The Russian parliament is set to take up a broadcasting bill this month that will attempt to rationalize the disorder of Russia's airwaves.


The Supreme Soviet is scheduled to give a first reading to the bill on Feb. 17. The bill will set up a new television and radio commission and establish new licensing procedures. It is also likely to limit future foreign investment in Russian broadcasting companies to 25 percent.


The revolution in Russia's broadcasting industry has brought hundreds of new radio and TV stations to the airwaves across the country, many of whom operate without licenses.


Even the country's largest state-owned broadcasters, Ostankino and Russian Television and Radio, do not have licenses. The St. Petersburg Channel was awarded a license only to have it revoked last Thursday after the Broadcasting Commission, set up a year ago to license broadcasters, said it had discovered that the channel was not registered as a judicial body.
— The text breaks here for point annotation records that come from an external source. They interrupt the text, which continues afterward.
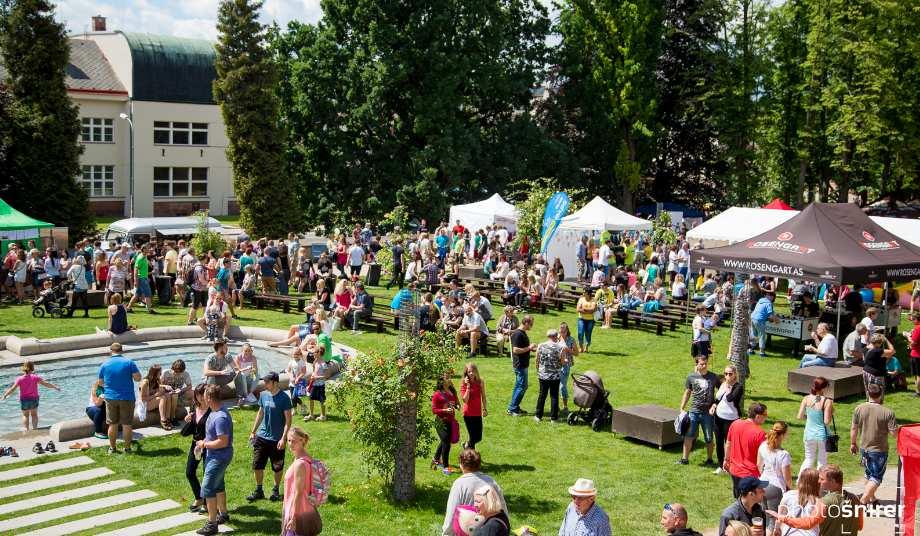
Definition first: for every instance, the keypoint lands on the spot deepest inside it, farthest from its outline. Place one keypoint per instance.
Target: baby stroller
(589, 395)
(52, 301)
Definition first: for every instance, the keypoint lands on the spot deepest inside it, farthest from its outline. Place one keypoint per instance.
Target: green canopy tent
(17, 227)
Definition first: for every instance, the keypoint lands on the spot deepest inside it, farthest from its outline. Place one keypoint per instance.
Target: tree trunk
(404, 459)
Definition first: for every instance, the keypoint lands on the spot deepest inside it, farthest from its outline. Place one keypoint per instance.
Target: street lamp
(130, 164)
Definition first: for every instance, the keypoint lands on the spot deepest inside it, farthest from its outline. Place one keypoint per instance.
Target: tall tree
(43, 157)
(607, 59)
(689, 161)
(413, 104)
(245, 88)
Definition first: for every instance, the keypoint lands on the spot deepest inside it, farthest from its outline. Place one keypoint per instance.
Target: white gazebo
(597, 215)
(476, 216)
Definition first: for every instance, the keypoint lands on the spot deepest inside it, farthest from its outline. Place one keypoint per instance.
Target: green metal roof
(171, 69)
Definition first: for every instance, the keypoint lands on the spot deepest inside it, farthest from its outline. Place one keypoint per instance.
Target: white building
(163, 84)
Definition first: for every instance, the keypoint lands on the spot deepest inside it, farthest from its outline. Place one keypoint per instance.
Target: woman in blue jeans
(585, 308)
(566, 337)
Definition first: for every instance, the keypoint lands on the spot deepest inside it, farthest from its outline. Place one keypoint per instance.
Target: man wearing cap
(269, 434)
(584, 517)
(549, 366)
(674, 520)
(747, 508)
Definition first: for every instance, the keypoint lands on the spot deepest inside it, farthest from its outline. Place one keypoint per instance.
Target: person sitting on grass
(28, 394)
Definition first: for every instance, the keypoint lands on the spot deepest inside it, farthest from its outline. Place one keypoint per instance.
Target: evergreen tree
(411, 104)
(245, 88)
(689, 161)
(43, 154)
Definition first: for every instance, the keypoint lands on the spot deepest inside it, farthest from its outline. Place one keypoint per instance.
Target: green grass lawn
(534, 463)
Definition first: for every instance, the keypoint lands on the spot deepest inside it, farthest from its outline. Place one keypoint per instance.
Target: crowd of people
(616, 273)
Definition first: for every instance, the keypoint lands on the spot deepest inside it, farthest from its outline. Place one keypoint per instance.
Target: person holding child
(28, 394)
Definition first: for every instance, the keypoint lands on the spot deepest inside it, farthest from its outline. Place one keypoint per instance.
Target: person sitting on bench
(360, 308)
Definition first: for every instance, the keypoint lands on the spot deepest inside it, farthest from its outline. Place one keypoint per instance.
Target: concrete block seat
(650, 423)
(843, 380)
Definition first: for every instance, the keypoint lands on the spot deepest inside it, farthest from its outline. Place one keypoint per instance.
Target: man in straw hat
(584, 517)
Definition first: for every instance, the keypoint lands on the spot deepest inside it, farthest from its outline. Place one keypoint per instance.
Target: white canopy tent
(476, 216)
(597, 215)
(740, 223)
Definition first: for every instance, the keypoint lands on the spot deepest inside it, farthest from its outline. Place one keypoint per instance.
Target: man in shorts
(872, 422)
(141, 275)
(118, 375)
(269, 435)
(700, 391)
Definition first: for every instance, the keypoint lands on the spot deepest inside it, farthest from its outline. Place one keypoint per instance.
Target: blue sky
(186, 18)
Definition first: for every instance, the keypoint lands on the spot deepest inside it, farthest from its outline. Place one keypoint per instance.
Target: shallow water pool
(75, 376)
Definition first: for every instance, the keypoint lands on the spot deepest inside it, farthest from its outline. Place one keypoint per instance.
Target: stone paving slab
(105, 519)
(54, 482)
(32, 470)
(74, 509)
(76, 493)
(157, 525)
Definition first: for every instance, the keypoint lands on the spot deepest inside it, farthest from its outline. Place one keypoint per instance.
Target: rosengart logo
(782, 244)
(872, 245)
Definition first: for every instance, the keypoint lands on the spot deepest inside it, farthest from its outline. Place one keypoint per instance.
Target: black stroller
(52, 301)
(590, 397)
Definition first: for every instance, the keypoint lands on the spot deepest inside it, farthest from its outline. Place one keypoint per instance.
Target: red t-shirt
(473, 407)
(745, 438)
(915, 342)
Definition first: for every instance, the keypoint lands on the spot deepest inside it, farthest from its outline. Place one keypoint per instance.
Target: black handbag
(831, 443)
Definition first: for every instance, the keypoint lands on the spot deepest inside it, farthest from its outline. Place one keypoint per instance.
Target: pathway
(95, 499)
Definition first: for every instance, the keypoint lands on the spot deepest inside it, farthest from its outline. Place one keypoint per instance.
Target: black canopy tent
(834, 243)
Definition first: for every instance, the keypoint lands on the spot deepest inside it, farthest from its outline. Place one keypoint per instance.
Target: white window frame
(93, 173)
(175, 179)
(190, 131)
(96, 129)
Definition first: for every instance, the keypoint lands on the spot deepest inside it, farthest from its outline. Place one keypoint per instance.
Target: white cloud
(183, 18)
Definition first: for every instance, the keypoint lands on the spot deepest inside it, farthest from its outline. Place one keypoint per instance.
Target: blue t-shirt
(117, 377)
(763, 310)
(223, 277)
(273, 408)
(267, 266)
(218, 424)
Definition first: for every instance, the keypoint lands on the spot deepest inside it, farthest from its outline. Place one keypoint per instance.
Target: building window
(180, 182)
(179, 133)
(99, 181)
(97, 130)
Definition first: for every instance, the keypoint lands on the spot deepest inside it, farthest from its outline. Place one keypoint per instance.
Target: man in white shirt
(472, 327)
(823, 355)
(602, 256)
(355, 259)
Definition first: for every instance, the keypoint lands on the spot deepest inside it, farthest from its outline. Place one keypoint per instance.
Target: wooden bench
(261, 301)
(650, 423)
(843, 380)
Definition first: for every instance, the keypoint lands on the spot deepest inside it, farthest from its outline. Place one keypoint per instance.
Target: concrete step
(32, 470)
(223, 529)
(54, 482)
(76, 493)
(158, 525)
(105, 519)
(74, 509)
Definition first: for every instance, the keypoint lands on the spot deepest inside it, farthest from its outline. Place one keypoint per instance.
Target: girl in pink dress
(28, 394)
(299, 517)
The Broadcasting Commission, which will be replaced under the new law, has awarded licenses for around 300 frequencies and cable networks. A similar number are awaiting a license, but are already broadcasting on radio and television throughout Russia.


The Broadcasting Commission, which only has four members working full-time, is overwhelmed with applications, said the commission's cochairman, Alexei Simonov.
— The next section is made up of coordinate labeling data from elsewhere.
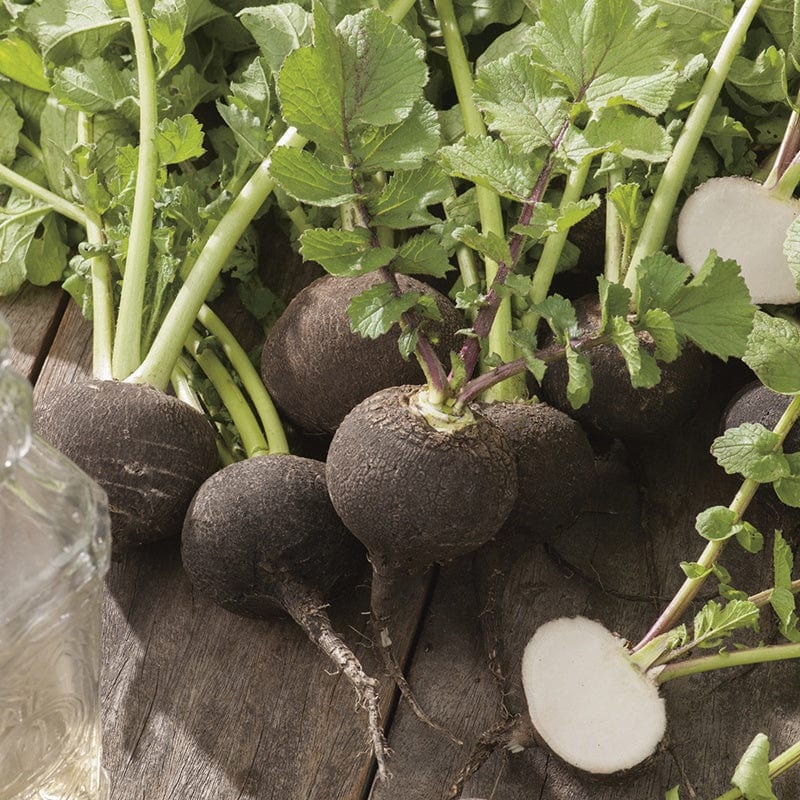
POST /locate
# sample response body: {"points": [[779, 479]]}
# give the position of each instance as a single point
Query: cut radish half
{"points": [[587, 700], [741, 220]]}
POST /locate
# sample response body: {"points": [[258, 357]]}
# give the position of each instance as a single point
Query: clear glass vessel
{"points": [[54, 552]]}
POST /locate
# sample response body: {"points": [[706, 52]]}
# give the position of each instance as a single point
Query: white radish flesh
{"points": [[587, 700], [741, 220]]}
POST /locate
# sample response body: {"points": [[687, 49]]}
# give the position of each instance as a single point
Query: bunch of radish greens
{"points": [[396, 139]]}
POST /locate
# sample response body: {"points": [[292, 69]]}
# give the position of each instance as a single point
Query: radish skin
{"points": [[587, 700], [741, 220]]}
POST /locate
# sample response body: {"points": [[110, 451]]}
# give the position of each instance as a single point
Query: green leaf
{"points": [[560, 316], [489, 245], [384, 69], [579, 385], [716, 523], [642, 367], [751, 776], [278, 30], [22, 64], [179, 140], [347, 253], [614, 301], [422, 254], [521, 103], [695, 571], [660, 281], [748, 537], [606, 53], [404, 145], [488, 162], [403, 201], [306, 178], [65, 29], [630, 135], [94, 87], [527, 343], [714, 309], [10, 126], [773, 353], [750, 450], [627, 200], [715, 622], [171, 21], [783, 599], [662, 331], [788, 488], [373, 312], [546, 219]]}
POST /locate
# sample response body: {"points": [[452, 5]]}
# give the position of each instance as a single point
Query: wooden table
{"points": [[202, 705]]}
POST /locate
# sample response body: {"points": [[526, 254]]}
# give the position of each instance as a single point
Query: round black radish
{"points": [[149, 452], [317, 369], [615, 408], [741, 220], [415, 490], [267, 511], [261, 537], [756, 403], [589, 703], [556, 478]]}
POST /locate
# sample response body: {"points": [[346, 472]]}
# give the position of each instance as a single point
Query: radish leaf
{"points": [[750, 450], [751, 776]]}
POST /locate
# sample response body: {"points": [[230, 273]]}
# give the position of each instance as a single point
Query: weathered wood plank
{"points": [[200, 703], [32, 314], [613, 568]]}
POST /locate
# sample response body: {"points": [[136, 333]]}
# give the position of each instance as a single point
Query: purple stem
{"points": [[485, 318]]}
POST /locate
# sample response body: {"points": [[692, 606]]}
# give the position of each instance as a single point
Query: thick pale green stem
{"points": [[554, 245], [156, 367], [128, 342], [102, 288], [659, 215], [691, 586], [491, 212], [251, 380], [61, 206], [780, 764], [729, 658], [234, 401]]}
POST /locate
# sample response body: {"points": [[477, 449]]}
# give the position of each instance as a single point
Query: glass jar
{"points": [[54, 552]]}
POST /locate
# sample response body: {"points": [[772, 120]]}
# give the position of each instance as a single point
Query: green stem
{"points": [[780, 764], [787, 183], [30, 147], [250, 378], [181, 385], [612, 268], [102, 288], [128, 341], [491, 212], [654, 230], [763, 598], [234, 401], [157, 365], [731, 658], [61, 206], [691, 586], [397, 9], [554, 245]]}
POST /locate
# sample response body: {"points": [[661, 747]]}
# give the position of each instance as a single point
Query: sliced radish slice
{"points": [[587, 700], [742, 220]]}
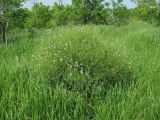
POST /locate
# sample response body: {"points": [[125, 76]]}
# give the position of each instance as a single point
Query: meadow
{"points": [[81, 73]]}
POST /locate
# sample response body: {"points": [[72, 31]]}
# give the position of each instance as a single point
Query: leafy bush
{"points": [[77, 59]]}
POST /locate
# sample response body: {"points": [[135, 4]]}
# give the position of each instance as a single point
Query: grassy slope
{"points": [[26, 97]]}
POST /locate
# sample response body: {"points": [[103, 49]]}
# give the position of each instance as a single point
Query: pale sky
{"points": [[29, 4]]}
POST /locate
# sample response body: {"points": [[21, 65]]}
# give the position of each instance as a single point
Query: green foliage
{"points": [[121, 15], [19, 18], [41, 16], [24, 95], [80, 62], [147, 12]]}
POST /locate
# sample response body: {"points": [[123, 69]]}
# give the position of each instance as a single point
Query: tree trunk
{"points": [[4, 31]]}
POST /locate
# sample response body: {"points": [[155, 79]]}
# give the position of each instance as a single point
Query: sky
{"points": [[29, 4]]}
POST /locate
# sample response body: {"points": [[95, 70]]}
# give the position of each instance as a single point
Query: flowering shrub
{"points": [[77, 58]]}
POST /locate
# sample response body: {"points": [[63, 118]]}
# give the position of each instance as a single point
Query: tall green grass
{"points": [[71, 73]]}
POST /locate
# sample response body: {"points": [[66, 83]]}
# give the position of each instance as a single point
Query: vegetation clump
{"points": [[78, 59]]}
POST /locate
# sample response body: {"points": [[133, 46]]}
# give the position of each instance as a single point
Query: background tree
{"points": [[7, 7]]}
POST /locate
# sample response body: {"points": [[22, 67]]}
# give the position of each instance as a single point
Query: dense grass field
{"points": [[82, 73]]}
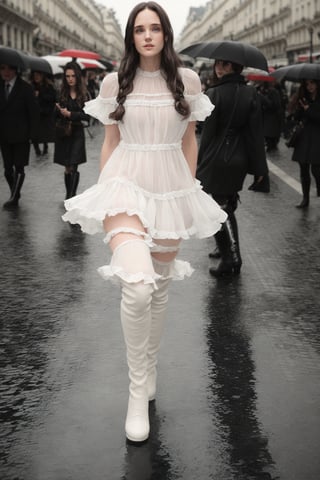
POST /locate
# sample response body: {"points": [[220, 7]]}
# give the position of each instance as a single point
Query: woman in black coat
{"points": [[305, 106], [46, 97], [231, 146], [70, 149]]}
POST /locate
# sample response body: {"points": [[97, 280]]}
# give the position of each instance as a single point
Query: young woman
{"points": [[231, 146], [147, 198], [70, 150], [45, 94], [305, 107]]}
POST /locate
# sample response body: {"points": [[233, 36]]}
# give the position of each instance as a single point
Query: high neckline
{"points": [[145, 73]]}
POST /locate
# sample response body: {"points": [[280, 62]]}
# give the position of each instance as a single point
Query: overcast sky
{"points": [[176, 10]]}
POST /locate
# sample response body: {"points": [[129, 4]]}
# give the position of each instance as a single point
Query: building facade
{"points": [[281, 29], [43, 27]]}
"All we need is time, patience and the law", he said.


Simonov maintained there are no outside influences on the body, although he says that a political attempt was made last year to influence Moscow's first competitive tender for a frequency.
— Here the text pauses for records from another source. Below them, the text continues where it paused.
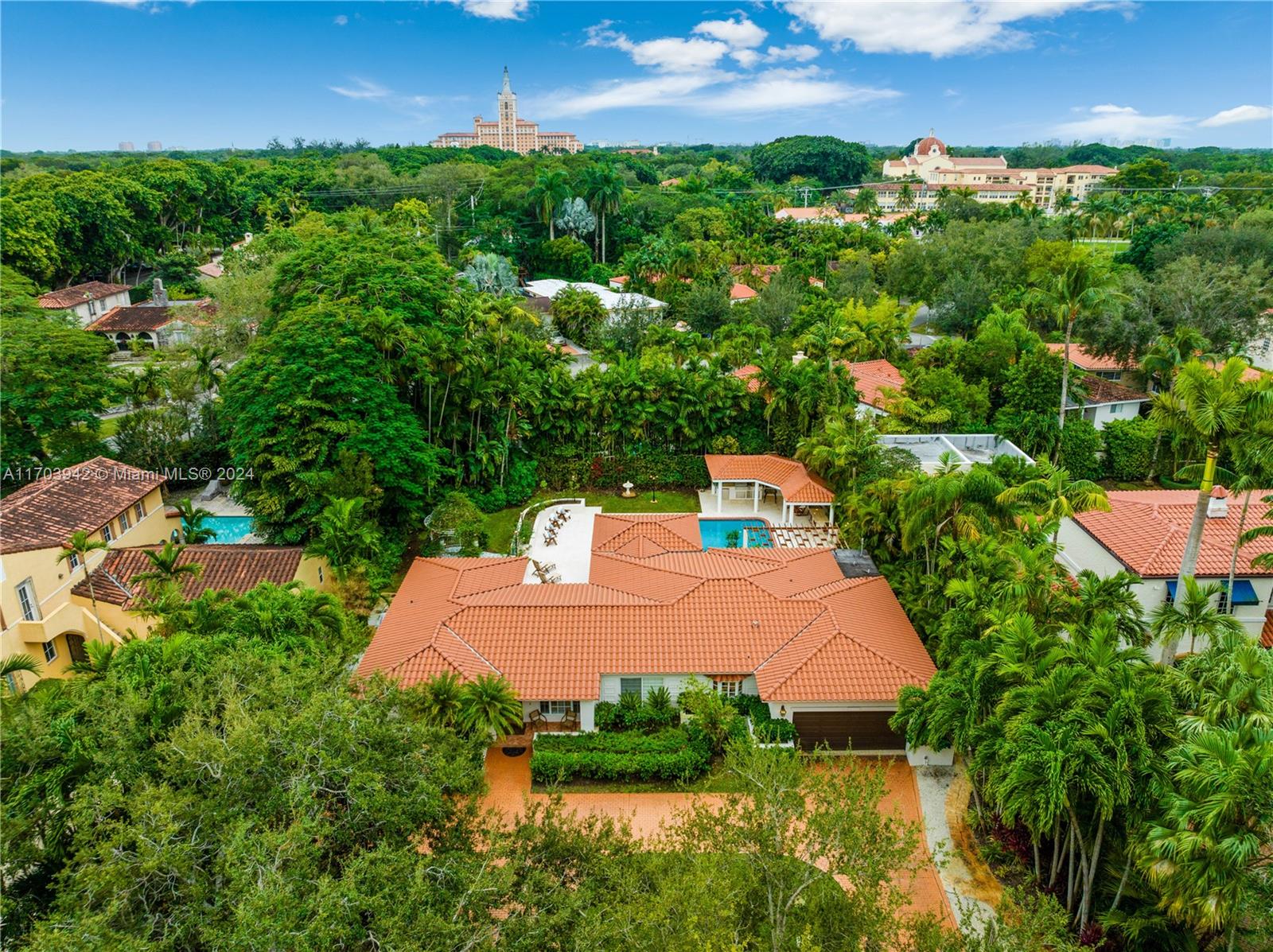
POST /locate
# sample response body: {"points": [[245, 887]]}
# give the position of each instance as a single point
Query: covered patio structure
{"points": [[796, 490]]}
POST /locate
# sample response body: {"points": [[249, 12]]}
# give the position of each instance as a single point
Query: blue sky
{"points": [[205, 74]]}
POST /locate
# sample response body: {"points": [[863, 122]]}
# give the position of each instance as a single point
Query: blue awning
{"points": [[1244, 592]]}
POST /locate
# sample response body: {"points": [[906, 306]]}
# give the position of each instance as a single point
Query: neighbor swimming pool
{"points": [[716, 534], [229, 528]]}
When Moscow's Channel 6 was put on offer, a last-minute bid came from the newspaper Argumenty i Fakty which, according to Simonov, had the backing of Mikhail Poltoranin, who was then minister for press and information.


"Everyone thought that it would be pushed through", said Simonov.


But the frequency was awarded for four hours a day to a Russian broadcaster called Business University and for 20 hours to Moscow Independent Broadcasting Company, which has a joint venture with Turner International, the parent company of CNN.


The largest foreign investment in the Commonwealth of Independent States so far has come from a little-known U. S. company, StoryFirst Communications, that owns 50 percent of the St. Petersburg Channel 6 and 50 percent of Ukraine's national commercial station, ICTV.


"It's a network almost the size of the BBC and we own half of it", says the StoryFirst chairman, Peter Gerway. He said he hoped to be grandfathered in under the new law that could limit foreign ownership.


The Moscow television market has a number of newcomers, but many are hard to receive.


CNN International is relayed on UHF Channel 24 and claims 400, 000 viewers in Moscow. Revenues are split between Channel 24, a state-owned company, and CNN. The service started inserting local ads last November. The rate card, which offers one minute at $100 to $250, reflects the low ad rates available in the country's capital.


Channel 6, the station owned by Moscow Independent Broadcasting Company, took to the airwaves on Jan. 1. The entirely Russian-owned station Marathon began broadcasting on Channel 27 this January. A consortium of Russian businessmen plans to open a television station called Accept to broadcast in the Moscow area on Channel 47.


But Moscow's 2x2 Channel, which broke away from state control as soon as the August 1991 coup had died down, remains the only independent television channel that can be picked up loud and clear by all Moscow's viewers because it shares airtime with the state-owned Moscow channel.